Today, Congressmen Tim Holden (D-PA), and Bob Goodlatte (R-VA), Chairman and Ranking Member of the House Agriculture Committee's Subcommittee on Conservation, Credit, Energy, and Research, introduced the Chesapeake Bay Program Reauthorization and Improvement Act. This bill will support ongoing efforts to reduce the pollution flowing into the Chesapeake Bay Watershed by providing agriculture producers the tools and certainty they need to implement conservation practices on their land and by giving all sectors the flexibility to meet their regulatory requirements under the Clean Water Act (CWA).

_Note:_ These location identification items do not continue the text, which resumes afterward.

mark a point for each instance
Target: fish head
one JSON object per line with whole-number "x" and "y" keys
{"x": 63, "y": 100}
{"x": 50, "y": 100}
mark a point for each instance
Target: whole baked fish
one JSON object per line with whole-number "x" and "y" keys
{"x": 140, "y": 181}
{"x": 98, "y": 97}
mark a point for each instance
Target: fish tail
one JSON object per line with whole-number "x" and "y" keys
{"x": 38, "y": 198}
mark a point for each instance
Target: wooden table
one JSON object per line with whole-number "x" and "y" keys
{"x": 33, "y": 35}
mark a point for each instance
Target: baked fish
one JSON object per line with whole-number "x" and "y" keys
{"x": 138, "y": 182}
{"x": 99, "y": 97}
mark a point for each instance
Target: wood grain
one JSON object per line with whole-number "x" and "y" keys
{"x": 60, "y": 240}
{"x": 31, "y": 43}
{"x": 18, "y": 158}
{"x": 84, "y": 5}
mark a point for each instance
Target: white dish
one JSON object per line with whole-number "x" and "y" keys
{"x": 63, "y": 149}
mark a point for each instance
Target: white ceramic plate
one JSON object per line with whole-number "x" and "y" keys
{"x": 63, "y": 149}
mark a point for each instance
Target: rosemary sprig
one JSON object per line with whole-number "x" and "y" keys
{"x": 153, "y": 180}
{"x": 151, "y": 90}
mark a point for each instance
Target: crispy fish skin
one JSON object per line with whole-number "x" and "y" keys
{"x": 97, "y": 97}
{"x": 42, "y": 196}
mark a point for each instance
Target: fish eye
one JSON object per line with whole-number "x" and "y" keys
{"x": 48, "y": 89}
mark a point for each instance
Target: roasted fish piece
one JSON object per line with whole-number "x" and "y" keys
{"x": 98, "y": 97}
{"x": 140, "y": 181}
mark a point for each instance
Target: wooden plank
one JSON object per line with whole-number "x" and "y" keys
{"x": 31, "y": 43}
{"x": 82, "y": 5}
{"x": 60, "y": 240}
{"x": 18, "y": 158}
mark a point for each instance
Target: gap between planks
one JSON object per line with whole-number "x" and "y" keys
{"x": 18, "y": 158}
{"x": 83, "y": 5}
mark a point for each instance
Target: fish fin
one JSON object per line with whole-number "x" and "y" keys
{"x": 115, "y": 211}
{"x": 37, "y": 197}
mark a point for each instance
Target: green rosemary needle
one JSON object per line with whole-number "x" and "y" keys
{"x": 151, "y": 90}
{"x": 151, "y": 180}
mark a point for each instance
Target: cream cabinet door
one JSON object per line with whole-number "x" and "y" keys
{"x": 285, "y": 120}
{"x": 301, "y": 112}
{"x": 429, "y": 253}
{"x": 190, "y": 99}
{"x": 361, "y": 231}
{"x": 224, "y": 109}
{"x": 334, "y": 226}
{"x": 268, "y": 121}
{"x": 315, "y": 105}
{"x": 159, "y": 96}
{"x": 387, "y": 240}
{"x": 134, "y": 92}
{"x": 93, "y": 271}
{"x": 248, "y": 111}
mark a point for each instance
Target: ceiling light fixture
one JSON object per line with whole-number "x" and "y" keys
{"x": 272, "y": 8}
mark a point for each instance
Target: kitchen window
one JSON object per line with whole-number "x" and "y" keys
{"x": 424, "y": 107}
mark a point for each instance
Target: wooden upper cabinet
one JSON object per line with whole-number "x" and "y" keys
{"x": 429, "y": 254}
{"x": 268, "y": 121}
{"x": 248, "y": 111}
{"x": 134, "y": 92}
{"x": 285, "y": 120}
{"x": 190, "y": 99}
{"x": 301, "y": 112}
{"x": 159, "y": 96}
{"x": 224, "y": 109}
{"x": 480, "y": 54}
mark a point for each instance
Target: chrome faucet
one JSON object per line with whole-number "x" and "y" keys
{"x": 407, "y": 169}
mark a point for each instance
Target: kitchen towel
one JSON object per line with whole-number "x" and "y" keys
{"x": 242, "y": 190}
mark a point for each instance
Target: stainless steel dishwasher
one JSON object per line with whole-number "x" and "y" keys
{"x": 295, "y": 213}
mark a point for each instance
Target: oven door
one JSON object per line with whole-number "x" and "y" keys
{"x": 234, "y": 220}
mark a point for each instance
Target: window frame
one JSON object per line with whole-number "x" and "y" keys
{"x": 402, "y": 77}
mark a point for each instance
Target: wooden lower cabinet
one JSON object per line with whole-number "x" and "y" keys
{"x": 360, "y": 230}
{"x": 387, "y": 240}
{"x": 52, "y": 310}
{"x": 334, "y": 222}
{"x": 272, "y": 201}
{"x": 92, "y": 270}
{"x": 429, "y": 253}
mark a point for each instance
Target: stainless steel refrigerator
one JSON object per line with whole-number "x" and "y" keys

The Chesapeake Bay is the nation's largest and most diverse estuary. In the 2008 Farm Bill, Congress established a new Chesapeake Bay Watershed Program to help reduce nutrients and sediment that can flow into the Bay Watershed. That program has been very popular among landowners in the region and has built upon the ongoing work USDA and its partners have been undertaking. Although this effort is barely underway, the U.S. Environmental Protection Agency recently announced new regulatory measures to reduce nitrogen, phosphours, and sediment going into the Chesapeake Bay Watershed through the Total Maximum Daily Load (TMDL) process. In response to this action, Congressmen Holden and Congressman Goodlatte introduced a bill to build upon the success of the 2008 Farm Bill by providing agriculture producers resources and certainty through an assurance program. The bill also establishes guidelines for a regional trading system that will allow farmers and industry the ability to participate in Bay-wide trading program to help achieve reduction goals.
"The 2008 Farm Bill took significant steps to address water quality in the Chesapeake Bay watershed," said Congressman Holden. "This new program builds upon that initiative to improve water quality and quantity; restore, enhance and preserve wildlife habitat without economic harm to our communities and producers. I look forward to a continuing dialogue with others interested in Chesapeake Bay restoration activities as we attempt to move legislation that addresses water quality concerns while continuing to increase economic opportunities for the residents of the watershed.
"Almost 200 miles long, the Chesapeake Bay is a wonderful resource, still beautiful and still teeming with life that we both harvest and appreciate, said Rep. Bob Goodlatte. "Unquestionably the Bay is in need and worthy of our attention and concern and I believe everyone has a role to play in restoring it. Today I am pleased to join with Congressman Holden in introducing legislation which will protect the health of the Bay while also ensuring the strength and vitality of our family farms and local communities within the Bay Watershed."